Ama yansımamı incelediğimde gerçekten ödüm kopmakta haklıydı. Karışmış ve yüzümün yarısını örten siyahımsi saçlar, çıplak ayaklar, gri gözler ve neredeyse her korku filminde olan bir hastahane geceliği.

Ellerimle onları tarayarak saçlarıma biraz şekil verdim. Yani şöyle diyeyim; saçlarımı aldım ve yüzümü kapamasınlar diye arka tarafa aldım.

Ve aniden bir şey saydam kapıya doğru atağa geçti ve ben içimden bir çığlık atarak yere düştüm.

Yüzümü acıyla buruşturdum. Popom acımıştı. İçimde oluşan korku kırıntılarıyla kapıya bir bakış attım ve...

Kapıya saldıranın tek kulağı bandajlı bir kedi olduğunu fark ettim. 'Büyük ihtimalle o da benim gibi yansımasından korkmuştur belki de' diye geçirdim içimden.

Bir süre birbirimize baktık. O patisini yaladı, ben saçlarımı kulağımın arkasına attım.

Kocaman morumsu (evet gözleri morumsuydu) gözlerini bana sabitledi ve kulaklarını dikip miyavladı. Ya da ben öyle tahmin ediyorum. Esnemiş de olabilir. Çünkü şu olağan üstü sersem kapı yüzünden dışarıdaki sesleri duyamıyorum.
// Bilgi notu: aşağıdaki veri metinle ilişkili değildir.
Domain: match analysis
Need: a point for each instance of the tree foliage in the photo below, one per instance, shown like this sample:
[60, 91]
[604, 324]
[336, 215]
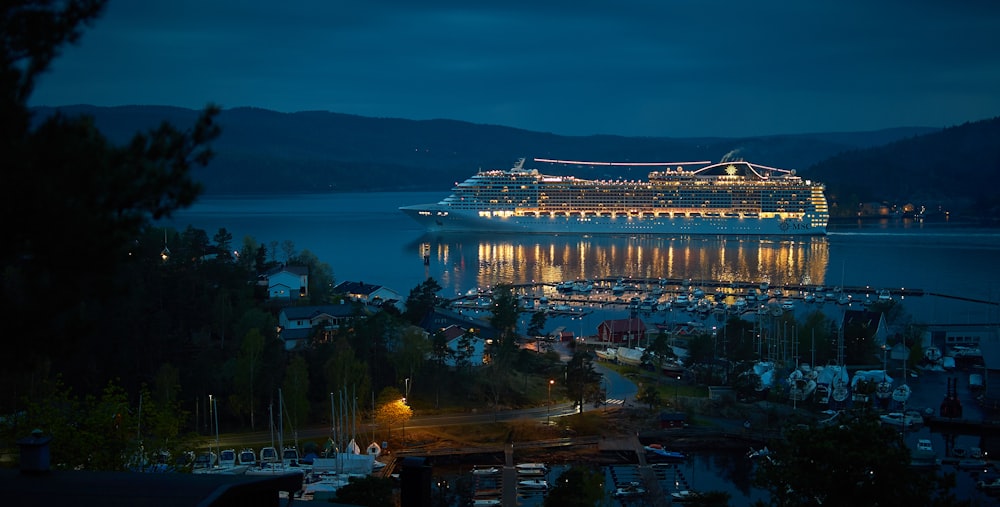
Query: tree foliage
[859, 462]
[583, 383]
[104, 198]
[369, 491]
[578, 486]
[422, 299]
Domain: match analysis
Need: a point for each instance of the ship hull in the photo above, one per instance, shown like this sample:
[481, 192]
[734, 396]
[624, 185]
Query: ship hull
[436, 218]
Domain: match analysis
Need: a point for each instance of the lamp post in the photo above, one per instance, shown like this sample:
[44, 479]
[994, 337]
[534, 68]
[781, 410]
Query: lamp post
[548, 411]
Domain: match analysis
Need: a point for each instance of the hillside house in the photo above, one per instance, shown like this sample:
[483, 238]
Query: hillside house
[299, 325]
[372, 295]
[287, 283]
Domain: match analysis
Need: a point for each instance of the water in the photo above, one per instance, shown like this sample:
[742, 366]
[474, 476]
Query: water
[363, 237]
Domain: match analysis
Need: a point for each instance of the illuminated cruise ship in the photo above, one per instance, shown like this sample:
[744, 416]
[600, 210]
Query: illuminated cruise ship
[733, 197]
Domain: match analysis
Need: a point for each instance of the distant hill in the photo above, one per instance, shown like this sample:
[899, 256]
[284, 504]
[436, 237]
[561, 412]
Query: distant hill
[263, 151]
[957, 167]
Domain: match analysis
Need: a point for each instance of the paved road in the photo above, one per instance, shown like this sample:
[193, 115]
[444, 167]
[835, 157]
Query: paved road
[619, 391]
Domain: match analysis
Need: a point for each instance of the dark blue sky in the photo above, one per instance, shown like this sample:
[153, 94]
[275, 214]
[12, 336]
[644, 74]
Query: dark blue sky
[676, 68]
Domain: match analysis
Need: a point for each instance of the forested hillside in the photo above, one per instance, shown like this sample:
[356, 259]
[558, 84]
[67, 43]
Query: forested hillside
[958, 167]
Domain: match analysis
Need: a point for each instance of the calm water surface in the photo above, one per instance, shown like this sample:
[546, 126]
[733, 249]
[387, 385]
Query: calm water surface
[364, 237]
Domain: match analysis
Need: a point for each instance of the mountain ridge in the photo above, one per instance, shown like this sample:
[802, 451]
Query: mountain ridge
[262, 151]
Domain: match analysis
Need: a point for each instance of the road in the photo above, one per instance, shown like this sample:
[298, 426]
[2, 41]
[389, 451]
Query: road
[618, 387]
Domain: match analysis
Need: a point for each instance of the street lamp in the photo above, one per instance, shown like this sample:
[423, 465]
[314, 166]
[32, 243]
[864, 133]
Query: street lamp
[548, 411]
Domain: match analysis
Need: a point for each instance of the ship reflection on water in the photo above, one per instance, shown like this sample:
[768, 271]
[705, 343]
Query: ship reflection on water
[468, 261]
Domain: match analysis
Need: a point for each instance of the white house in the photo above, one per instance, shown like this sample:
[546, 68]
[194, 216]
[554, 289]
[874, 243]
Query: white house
[288, 282]
[373, 295]
[298, 324]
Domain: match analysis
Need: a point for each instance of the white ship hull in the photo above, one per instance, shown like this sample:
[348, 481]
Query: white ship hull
[731, 198]
[437, 218]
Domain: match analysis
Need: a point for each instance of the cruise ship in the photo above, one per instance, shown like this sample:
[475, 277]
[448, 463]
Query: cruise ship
[731, 197]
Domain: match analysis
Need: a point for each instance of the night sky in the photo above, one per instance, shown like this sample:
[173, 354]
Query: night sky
[678, 68]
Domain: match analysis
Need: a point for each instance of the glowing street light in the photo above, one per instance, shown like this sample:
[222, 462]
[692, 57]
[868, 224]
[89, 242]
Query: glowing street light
[548, 411]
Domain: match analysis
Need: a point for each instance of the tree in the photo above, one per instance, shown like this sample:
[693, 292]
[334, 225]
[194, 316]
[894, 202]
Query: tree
[369, 491]
[296, 391]
[103, 196]
[660, 351]
[321, 279]
[583, 383]
[578, 486]
[649, 395]
[248, 365]
[537, 323]
[858, 462]
[422, 299]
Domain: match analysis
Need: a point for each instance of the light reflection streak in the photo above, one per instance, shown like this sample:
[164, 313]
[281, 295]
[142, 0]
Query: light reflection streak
[484, 261]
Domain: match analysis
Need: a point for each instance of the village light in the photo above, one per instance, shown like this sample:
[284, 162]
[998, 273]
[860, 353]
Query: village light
[548, 411]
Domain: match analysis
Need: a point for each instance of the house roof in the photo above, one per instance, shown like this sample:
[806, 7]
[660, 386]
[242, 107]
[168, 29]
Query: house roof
[863, 318]
[311, 312]
[295, 270]
[355, 288]
[625, 325]
[441, 318]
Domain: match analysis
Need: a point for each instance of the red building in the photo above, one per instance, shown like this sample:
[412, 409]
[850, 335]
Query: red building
[621, 330]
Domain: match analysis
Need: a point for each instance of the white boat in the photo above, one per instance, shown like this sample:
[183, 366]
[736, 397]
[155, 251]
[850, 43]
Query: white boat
[632, 357]
[923, 456]
[608, 354]
[533, 483]
[932, 354]
[630, 489]
[684, 495]
[700, 201]
[901, 393]
[531, 468]
[227, 458]
[269, 455]
[247, 457]
[900, 419]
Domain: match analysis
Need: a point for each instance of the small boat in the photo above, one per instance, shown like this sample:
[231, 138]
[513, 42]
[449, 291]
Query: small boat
[992, 485]
[901, 393]
[290, 456]
[531, 469]
[924, 455]
[972, 464]
[758, 453]
[248, 457]
[900, 419]
[533, 484]
[932, 354]
[685, 495]
[227, 458]
[269, 455]
[630, 489]
[658, 453]
[608, 354]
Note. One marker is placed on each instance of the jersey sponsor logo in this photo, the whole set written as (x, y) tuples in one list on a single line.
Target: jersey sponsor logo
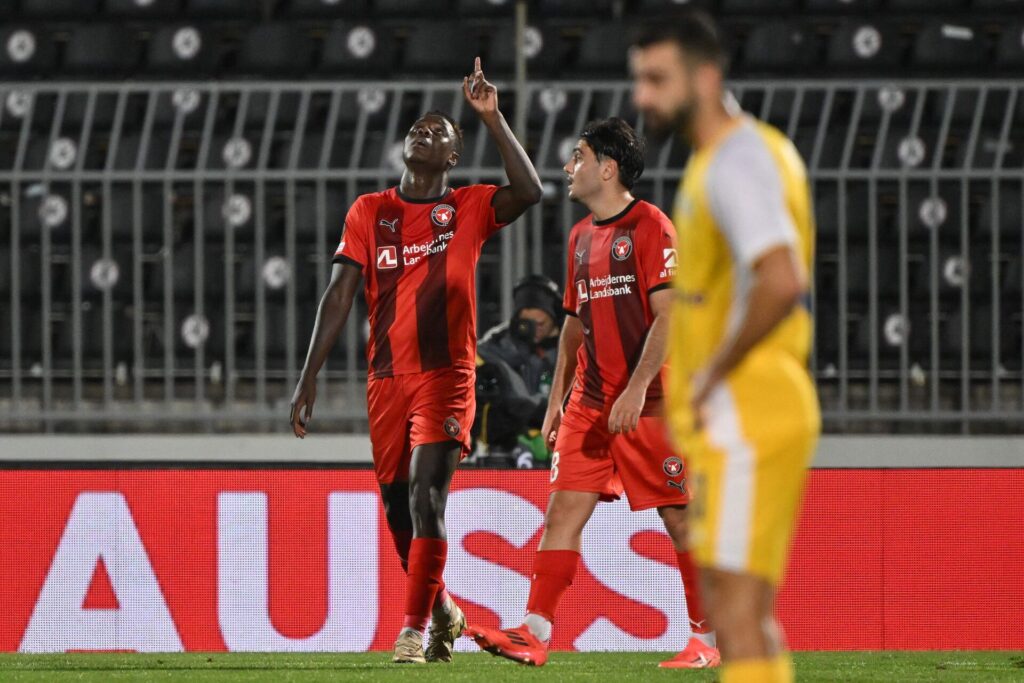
[(608, 286), (387, 257), (671, 258), (681, 485), (622, 248), (673, 466), (442, 214), (582, 295), (413, 253), (690, 298), (671, 261)]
Yavaşça ayağa kalktım ve kömür siyahı olan kediyi ürkütmemeye çalışarak kapıya ilerledim ve açmaya çalıştım. Boş bir uğraştı çünkü kapıdaki kilitleri görebiliyordum.

İç çekip görevliye baktım. Anahtarlar muhtemelen ondaydı. Gözlerimi kapıya tekrar çevirdiğimde ise kedi gitmişti...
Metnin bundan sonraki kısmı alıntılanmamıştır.